Presently the president of France has managed to put a number of favorable changes in place to encourage small and medium-sized companies to help with the global economic recovery.
Over 20,000 companies now have a foothold in France. The government has taken steps to make tax credits and incorporate other helpful support through its National Investment Program. This also facilitates the entry of foreign companies into France.
Starting up in France has been simplified. Through a simple five procedure application and seven days, the entrepreneur is in business
Construction Permits and Electricity
Construction permits are one of the more trying aspects of building in France. It takes over 184 days on average to arrange all the procedures. There is an urbanism certificate, a building permit, a compliance certificate and obtain approval for opening the ground and connecting to water and electricity. This latter may take three months.
France is an old country with many protected areas. To register property is complicated and usually takes 2 months, as planning certificates, cadastral certificate (a transcript outlining every aspect of land for tax purposes) and search for liens, etc.
Of course, any business depends on a source of credit.

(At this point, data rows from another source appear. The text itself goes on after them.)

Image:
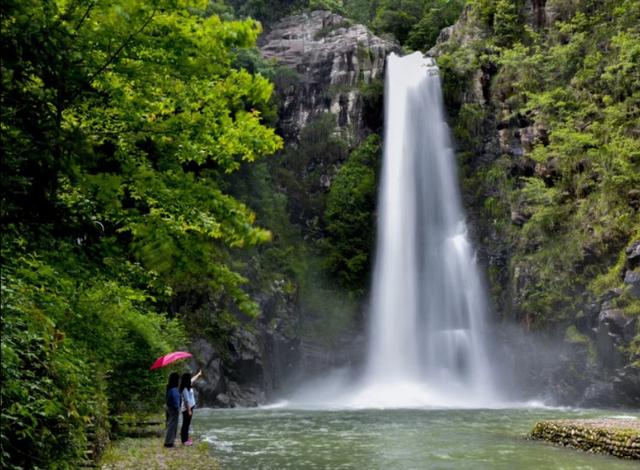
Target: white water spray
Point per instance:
(427, 338)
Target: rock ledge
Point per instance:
(619, 437)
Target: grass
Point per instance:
(149, 453)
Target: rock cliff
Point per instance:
(329, 59)
(592, 335)
(324, 63)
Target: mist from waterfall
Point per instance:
(427, 339)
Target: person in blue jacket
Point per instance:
(173, 409)
(188, 404)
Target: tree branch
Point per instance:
(117, 52)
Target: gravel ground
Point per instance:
(149, 453)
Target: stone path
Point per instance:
(615, 436)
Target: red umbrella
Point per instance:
(169, 358)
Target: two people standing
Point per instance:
(179, 397)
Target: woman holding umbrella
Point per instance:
(173, 409)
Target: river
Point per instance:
(401, 439)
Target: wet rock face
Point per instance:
(329, 58)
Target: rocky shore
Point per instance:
(619, 437)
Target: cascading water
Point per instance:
(427, 340)
(427, 337)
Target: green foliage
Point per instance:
(506, 23)
(437, 15)
(572, 191)
(301, 168)
(349, 216)
(121, 122)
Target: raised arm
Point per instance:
(196, 377)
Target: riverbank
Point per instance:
(149, 453)
(618, 437)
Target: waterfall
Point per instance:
(427, 340)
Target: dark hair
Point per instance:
(185, 382)
(174, 380)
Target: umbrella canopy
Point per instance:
(169, 358)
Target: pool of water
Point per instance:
(392, 439)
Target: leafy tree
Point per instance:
(349, 216)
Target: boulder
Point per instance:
(632, 279)
(212, 383)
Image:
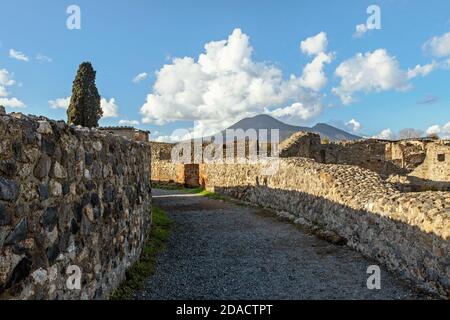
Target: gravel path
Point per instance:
(222, 250)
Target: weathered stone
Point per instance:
(44, 127)
(9, 190)
(40, 276)
(109, 194)
(88, 158)
(58, 171)
(48, 146)
(19, 233)
(8, 167)
(5, 218)
(42, 167)
(50, 218)
(55, 188)
(43, 192)
(53, 253)
(42, 231)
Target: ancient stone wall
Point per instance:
(407, 232)
(163, 170)
(71, 199)
(436, 165)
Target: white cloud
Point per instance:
(422, 70)
(3, 92)
(129, 122)
(360, 30)
(18, 55)
(353, 125)
(436, 129)
(442, 131)
(60, 103)
(438, 46)
(225, 84)
(386, 134)
(297, 111)
(313, 74)
(6, 78)
(11, 103)
(140, 77)
(370, 72)
(315, 45)
(6, 81)
(43, 58)
(110, 109)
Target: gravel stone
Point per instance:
(221, 250)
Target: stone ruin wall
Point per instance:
(407, 232)
(436, 165)
(349, 197)
(411, 165)
(69, 197)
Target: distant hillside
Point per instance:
(267, 122)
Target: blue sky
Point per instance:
(126, 38)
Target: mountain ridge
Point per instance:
(264, 121)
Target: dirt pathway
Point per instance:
(222, 250)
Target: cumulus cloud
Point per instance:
(370, 72)
(140, 77)
(435, 129)
(423, 71)
(353, 125)
(442, 131)
(313, 76)
(429, 100)
(7, 81)
(60, 103)
(438, 46)
(224, 85)
(386, 134)
(360, 30)
(129, 122)
(315, 45)
(110, 108)
(410, 133)
(43, 58)
(12, 103)
(18, 55)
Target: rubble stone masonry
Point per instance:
(71, 200)
(407, 232)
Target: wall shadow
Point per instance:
(421, 257)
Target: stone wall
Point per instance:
(163, 170)
(407, 232)
(69, 197)
(436, 165)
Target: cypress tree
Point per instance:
(84, 108)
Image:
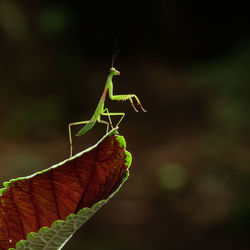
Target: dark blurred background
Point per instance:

In France, obtaining this can be complicated as well. Although France offers plenty of credit, local help can be more than useful in jumping through all the hoops.
Investors may not have as much protection in France as in many other countries.
Plans are in effect to cut capital gains tax and restore relations that became strained from corporate tax hikes. A business pays taxes seven times a year.
Two documents are necessary and importation takes eleven days, nine to export. The paperwork usually takes a week.
Despite its modern legal system, it may take over a year to enforce contracts. But many other places may take nearly two years.
Resolving insolvency in France moves quickly, although the recovery rate is slightly lower than the OECD norm.
It is extremely important to adapt to the French business culture to keep relations pleasant and confident. The French tend to be much more formal in all walks of life that we in the United States are. Business luncheons are extremely protracted and relaxed as the wine flows, and the French concept of etiquette and style are often quite different. It can be of major importance to be patient and observe. Again the assistance and counsel of a local can be an enormous aid in getting past these many social hurdles that, in business, can make an enormous difference.